I like the idea of weighing opponents individually rather than collectively, as Ethan said above.

Another possibility: something that's been done by Ed Gunther (TheNationalChampionshipIssue) and David Wunderlich (Year2 at TeamSpeedKills), which is to use the percent of opponent's average points scored/allowed, rather than the raw stats like scoring offense and scoring defense.

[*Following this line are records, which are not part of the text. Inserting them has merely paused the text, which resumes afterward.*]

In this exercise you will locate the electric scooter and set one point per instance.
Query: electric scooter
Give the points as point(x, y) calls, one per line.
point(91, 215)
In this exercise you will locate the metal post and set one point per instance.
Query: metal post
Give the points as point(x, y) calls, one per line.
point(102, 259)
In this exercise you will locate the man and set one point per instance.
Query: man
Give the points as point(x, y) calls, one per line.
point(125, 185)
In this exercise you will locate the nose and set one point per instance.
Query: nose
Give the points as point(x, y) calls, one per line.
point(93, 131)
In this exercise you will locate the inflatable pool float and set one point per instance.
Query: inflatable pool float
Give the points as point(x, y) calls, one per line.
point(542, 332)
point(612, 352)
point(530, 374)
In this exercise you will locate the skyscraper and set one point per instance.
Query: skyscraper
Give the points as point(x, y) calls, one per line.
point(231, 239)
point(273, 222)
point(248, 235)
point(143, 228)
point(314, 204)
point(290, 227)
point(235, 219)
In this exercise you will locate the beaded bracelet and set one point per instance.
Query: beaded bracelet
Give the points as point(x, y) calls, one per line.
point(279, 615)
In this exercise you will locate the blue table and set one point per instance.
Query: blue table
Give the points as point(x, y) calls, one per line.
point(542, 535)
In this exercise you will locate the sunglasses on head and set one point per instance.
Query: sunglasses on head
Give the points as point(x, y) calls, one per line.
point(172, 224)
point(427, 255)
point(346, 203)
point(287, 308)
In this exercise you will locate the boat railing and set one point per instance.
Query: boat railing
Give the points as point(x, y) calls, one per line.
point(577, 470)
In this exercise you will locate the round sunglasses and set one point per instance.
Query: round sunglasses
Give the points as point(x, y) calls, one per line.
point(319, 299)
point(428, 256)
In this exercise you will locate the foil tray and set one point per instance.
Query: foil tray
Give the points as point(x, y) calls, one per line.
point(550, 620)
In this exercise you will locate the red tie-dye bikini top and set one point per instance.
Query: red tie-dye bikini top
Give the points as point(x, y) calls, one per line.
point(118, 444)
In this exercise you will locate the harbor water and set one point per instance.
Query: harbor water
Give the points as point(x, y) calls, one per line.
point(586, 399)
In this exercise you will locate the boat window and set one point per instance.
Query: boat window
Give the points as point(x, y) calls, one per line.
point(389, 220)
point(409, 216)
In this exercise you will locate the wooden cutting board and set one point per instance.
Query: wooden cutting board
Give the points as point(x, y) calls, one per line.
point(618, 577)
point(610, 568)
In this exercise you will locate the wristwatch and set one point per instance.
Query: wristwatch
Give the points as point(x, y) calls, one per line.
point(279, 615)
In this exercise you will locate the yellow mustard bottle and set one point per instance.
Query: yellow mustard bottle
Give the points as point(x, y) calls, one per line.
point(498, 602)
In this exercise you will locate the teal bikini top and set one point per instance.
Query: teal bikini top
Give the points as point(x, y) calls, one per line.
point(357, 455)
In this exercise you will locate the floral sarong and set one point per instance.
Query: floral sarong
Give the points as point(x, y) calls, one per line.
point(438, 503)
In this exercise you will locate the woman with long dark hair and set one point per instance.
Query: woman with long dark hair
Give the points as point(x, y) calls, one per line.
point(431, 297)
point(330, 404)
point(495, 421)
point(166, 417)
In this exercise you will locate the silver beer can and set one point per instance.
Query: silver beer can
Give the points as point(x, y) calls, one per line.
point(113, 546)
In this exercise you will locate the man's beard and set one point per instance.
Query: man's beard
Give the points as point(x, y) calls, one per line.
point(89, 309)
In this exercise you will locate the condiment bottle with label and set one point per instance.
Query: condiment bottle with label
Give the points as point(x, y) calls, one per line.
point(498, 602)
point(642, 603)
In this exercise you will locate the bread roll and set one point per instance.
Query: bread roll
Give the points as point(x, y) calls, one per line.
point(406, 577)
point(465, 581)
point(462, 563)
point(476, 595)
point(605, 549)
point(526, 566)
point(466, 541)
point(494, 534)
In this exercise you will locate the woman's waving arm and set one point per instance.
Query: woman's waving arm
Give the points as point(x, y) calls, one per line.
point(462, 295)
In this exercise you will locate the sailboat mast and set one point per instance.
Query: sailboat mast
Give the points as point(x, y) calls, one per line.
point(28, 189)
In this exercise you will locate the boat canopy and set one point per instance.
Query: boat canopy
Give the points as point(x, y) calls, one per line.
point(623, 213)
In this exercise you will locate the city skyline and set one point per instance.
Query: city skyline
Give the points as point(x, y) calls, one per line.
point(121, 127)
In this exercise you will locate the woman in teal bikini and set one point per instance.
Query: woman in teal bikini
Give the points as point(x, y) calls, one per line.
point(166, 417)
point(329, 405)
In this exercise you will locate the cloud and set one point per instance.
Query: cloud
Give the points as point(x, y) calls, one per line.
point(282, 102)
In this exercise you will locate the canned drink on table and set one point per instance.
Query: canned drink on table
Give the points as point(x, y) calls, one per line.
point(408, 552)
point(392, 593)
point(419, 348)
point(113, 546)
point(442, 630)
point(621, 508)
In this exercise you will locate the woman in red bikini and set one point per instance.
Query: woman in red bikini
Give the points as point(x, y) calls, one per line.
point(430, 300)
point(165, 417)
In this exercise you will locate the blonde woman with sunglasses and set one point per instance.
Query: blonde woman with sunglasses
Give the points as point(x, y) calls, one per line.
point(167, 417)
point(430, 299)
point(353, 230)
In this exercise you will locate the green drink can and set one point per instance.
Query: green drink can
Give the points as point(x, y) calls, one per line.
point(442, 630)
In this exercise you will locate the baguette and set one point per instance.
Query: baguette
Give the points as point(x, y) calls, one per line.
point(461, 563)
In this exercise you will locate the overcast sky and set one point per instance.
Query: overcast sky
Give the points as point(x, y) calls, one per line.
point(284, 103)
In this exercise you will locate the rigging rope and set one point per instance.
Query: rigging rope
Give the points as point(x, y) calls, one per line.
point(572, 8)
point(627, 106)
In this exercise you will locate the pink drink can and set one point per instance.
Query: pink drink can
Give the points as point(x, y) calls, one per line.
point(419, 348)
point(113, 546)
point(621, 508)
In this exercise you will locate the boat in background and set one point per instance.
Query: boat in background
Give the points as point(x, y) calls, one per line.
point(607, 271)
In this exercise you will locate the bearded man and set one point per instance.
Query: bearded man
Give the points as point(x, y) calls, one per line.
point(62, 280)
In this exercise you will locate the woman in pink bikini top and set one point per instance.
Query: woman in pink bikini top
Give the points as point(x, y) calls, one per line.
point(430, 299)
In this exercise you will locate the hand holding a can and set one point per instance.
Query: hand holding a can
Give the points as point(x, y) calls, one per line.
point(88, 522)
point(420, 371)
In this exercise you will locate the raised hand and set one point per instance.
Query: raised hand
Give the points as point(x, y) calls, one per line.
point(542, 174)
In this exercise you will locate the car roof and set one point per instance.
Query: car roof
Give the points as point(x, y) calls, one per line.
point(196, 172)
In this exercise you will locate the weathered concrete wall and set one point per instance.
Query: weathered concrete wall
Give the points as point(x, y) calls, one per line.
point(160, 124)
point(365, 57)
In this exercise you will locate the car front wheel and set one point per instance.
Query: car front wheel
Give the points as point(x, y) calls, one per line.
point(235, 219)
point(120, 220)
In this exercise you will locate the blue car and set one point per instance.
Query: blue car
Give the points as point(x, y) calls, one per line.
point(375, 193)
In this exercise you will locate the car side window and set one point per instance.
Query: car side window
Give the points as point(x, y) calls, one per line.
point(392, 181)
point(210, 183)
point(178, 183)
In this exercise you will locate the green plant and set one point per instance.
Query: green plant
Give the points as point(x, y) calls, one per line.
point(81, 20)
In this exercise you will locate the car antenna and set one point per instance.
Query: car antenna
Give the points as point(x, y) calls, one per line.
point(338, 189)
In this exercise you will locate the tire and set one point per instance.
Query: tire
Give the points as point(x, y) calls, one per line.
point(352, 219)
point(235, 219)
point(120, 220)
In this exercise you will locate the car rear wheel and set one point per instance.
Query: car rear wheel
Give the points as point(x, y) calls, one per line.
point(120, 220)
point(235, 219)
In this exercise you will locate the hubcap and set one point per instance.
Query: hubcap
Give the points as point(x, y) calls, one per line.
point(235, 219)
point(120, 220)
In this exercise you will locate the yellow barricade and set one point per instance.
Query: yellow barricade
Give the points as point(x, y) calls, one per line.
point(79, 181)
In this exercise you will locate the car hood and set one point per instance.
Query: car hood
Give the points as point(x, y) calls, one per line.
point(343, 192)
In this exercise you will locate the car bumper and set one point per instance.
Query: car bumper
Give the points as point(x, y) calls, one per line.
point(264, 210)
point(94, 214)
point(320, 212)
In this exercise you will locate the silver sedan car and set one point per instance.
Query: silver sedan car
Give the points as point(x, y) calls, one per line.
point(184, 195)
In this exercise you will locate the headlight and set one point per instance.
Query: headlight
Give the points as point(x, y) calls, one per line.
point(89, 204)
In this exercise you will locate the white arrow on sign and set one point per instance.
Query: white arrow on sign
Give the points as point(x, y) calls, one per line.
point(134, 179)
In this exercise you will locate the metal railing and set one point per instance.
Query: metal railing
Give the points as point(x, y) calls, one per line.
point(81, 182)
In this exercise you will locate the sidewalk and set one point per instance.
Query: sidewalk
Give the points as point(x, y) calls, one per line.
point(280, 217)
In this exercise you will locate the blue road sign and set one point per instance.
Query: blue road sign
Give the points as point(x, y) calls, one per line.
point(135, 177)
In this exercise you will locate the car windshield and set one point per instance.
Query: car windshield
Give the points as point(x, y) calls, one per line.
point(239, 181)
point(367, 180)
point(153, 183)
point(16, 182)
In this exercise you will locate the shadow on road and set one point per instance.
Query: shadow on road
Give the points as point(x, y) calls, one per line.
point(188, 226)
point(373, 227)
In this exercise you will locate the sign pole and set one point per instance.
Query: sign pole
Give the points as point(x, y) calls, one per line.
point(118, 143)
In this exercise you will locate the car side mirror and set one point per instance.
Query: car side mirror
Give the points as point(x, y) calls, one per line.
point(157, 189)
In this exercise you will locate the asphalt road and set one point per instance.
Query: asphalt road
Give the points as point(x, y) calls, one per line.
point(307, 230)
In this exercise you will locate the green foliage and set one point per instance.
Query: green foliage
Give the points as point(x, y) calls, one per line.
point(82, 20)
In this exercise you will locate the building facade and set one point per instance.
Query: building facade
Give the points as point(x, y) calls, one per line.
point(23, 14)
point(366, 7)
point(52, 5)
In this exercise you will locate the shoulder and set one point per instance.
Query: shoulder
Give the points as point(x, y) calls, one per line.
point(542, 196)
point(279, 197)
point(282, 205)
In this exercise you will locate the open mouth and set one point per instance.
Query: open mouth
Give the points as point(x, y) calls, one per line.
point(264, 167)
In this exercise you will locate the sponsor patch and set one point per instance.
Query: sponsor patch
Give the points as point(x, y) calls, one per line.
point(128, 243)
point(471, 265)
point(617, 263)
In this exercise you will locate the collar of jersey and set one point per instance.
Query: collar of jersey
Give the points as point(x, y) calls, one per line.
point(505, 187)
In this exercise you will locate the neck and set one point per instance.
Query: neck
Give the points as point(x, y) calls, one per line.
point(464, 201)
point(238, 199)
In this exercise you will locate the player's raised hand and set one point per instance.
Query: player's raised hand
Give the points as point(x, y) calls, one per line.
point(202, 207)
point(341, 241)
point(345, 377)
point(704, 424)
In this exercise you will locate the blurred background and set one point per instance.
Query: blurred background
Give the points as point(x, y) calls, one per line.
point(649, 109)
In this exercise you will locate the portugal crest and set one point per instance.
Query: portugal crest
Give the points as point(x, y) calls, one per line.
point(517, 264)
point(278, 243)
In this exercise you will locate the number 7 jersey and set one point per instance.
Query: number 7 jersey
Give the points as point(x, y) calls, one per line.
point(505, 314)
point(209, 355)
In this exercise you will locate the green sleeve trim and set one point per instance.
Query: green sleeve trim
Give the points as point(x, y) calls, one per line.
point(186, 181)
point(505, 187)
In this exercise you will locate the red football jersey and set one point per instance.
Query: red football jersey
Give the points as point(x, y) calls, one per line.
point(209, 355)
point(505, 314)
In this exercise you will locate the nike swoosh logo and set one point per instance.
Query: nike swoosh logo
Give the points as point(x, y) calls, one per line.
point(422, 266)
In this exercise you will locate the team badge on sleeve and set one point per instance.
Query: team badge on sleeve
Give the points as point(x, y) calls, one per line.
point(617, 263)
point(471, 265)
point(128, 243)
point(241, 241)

Example: let's say (and I'm just making these stats up) Texas is allowing, on average, 13 points per game against teams who collectively average 30 points per game. And TCU is allowing 12 ppg against teams who average 25 ppg.
Which one is a bigger accomplishment?

Also, I want to point something out: you are tweaking the formula so that it looks more like the human polls, or at least your opinion. Isn't the point of a statistical ranking to eliminate opinion? If you're going to tweak the numbers so that they match your opinion, why not just use your opinion instead of the stats?

Anonymous said...

I agree a lot with Jams. I really like Ed Gunther's work, though his power rankings he just uses the MoV after his form of SO and SD (which he discusses automatically adjusts itself for SoS). I think something combining his rankings on SO and SD with a little bit of what you're using could be pretty interesting.

I think it might be important to (and maybe you've done this) also run the new methodology on past seasons to see if it still passes the eye test, or is just working for this season's, where results aren't coming out the way we expect them too.

Robes said...

Not related to this post but Texas just gave up it's 32nd point of the night = no championship.

Henry Louis Gomez said...

Robes, I was thinking the same thing. Not a championship defense as we've seen statistically.